Geanne Rosenberg, Director of the Harnisch Collaborative Future of Journalism Projects
Geanne Rosenberg, a journalist and attorney, is a professor at City University of New York’s Baruch College and CUNY’s Graduate School of Journalism. Geanne directs the Harnisch Collaborative Future of Journalism Projects and is the principal investigator of McCormick Foundation, Carnegie Corporation, and David and Katherine Moore Family Foundation-funded journalism projects relating to media law, journalism education, citizen journalism and news literacy. She was founding chair of Baruch’s Department of Journalism and the Writing Professions. Geanne has written for the New York Times, the National Law Journal, Columbia Journalism Review, Nieman Journalism Lab and many other news outlets. She has worked on a pro bono basis at the Associated Press on state and federal freedom of information appeals. In 2010, she organized and directed the first-ever news literacy summit for high school students and a national workshop for news and media literacy experts. She authored and produced Knight Citizen News Network’s Top Ten Rules for Limiting Legal Risk and the Citizen Journalist’s Guide to Open Government and co-authored two Poynter Institute News University media law modules, including Online Media Law: The Basics for Bloggers and Other Online Publishers and newly released Newsgathering Law & Liability: A Guide for Reporters. Geanne has a J.D. from Columbia University’s School of Law, where she was a Harlan Fiske Stone Scholar; an M.S. in Journalism from Columbia University’s Graduate School of Journalism; and a B.A. in English from Bryn Mawr College. She serves on the Board of Directors of the Student Press Law Center, a national organization devoted to supporting high school and college journalism with legal resources and education.

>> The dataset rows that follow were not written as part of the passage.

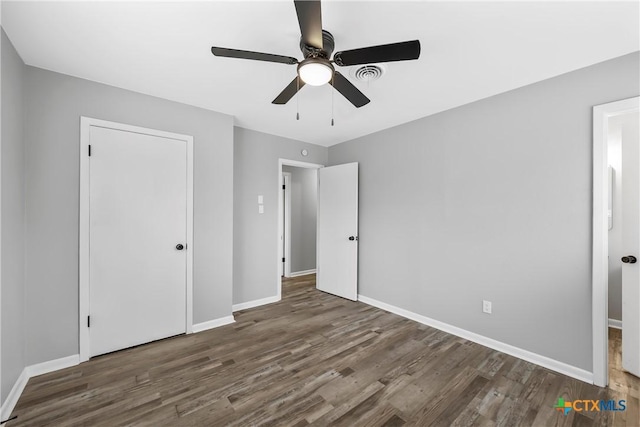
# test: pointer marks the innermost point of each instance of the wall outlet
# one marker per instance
(486, 306)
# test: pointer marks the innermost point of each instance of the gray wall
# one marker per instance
(304, 210)
(491, 200)
(54, 104)
(255, 249)
(13, 220)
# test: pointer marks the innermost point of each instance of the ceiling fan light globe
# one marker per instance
(315, 73)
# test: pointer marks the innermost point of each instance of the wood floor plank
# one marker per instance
(316, 359)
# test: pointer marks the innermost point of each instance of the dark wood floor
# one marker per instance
(315, 359)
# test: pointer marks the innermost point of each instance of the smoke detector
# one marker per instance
(368, 73)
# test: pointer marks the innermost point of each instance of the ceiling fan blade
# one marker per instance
(257, 56)
(348, 90)
(310, 20)
(402, 51)
(289, 91)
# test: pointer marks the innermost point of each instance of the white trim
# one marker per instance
(286, 177)
(84, 297)
(53, 365)
(287, 162)
(302, 273)
(215, 323)
(14, 395)
(30, 372)
(255, 303)
(600, 233)
(615, 324)
(538, 359)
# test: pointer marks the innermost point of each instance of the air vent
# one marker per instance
(368, 73)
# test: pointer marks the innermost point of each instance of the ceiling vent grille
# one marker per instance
(368, 73)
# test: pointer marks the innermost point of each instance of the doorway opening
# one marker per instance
(615, 301)
(297, 219)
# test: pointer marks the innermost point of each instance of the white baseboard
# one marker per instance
(303, 273)
(199, 327)
(617, 324)
(53, 365)
(255, 303)
(30, 372)
(520, 353)
(14, 395)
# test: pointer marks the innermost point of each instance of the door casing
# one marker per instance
(286, 162)
(84, 302)
(600, 248)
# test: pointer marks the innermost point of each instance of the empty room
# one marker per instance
(289, 213)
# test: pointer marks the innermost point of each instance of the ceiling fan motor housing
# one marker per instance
(328, 44)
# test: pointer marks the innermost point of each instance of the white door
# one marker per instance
(631, 244)
(337, 246)
(138, 217)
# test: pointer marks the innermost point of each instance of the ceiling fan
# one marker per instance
(317, 67)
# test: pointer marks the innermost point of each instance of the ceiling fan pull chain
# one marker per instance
(332, 90)
(298, 98)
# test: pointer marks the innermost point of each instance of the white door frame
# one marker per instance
(286, 179)
(600, 267)
(84, 300)
(299, 164)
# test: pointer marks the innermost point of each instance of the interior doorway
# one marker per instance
(297, 219)
(136, 232)
(616, 238)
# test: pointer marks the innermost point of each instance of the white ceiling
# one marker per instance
(470, 50)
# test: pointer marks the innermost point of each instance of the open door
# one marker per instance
(631, 244)
(337, 245)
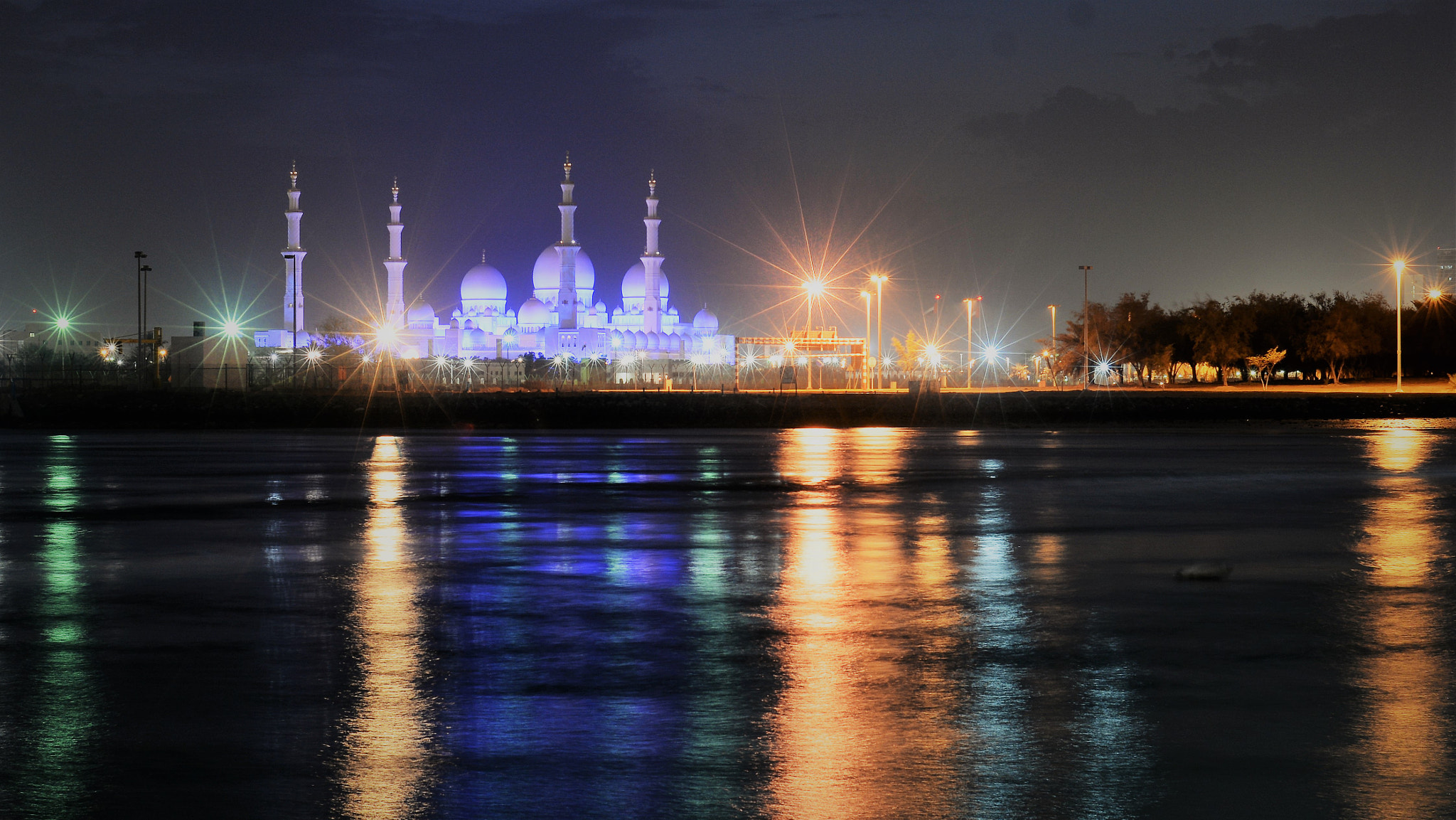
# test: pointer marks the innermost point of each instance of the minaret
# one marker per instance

Leonard Witt, Executive Director, Center for Sustainable Journalism at KSU
Leonard Witt is the Executive Director of the Center for Sustainable Journalism at Kennesaw State University, holds the Robert D. Fowler Distinguished Chair in Communication at Kennesaw State University and was named an Eminent Scholar by the Board of Regents of the University System of Georgia in May 2008. In August 2008, he was awarded the Distinguished Service Award for Kennesaw State University. In 2009, Witt founded the Center for Sustainable Journalism at Kennesaw State University, thanks to a generous donation from the Harnisch Foundation. The Center’s mission is to discover innovative ways to produce financially sustainable, high quality and ethically sound journalism, produce applied research, build collaborations and advance innovative projects to test the viability of community-supported journalism. His annual SoCon, social media, social networking conference at Kennesaw State draws about 300 metro Atlantans representing marketing, blogging, new and traditional media, academia, public relations, human resources and executive ranks. He was a journalist for more than 25 years, including being editor of Sunday Magazine at the Minneapolis Star Tribune and Minnesota Monthly magazine. Before entering academia in 2002, he was the executive director of the Minnesota Public Radio Civic Journalism Initiative.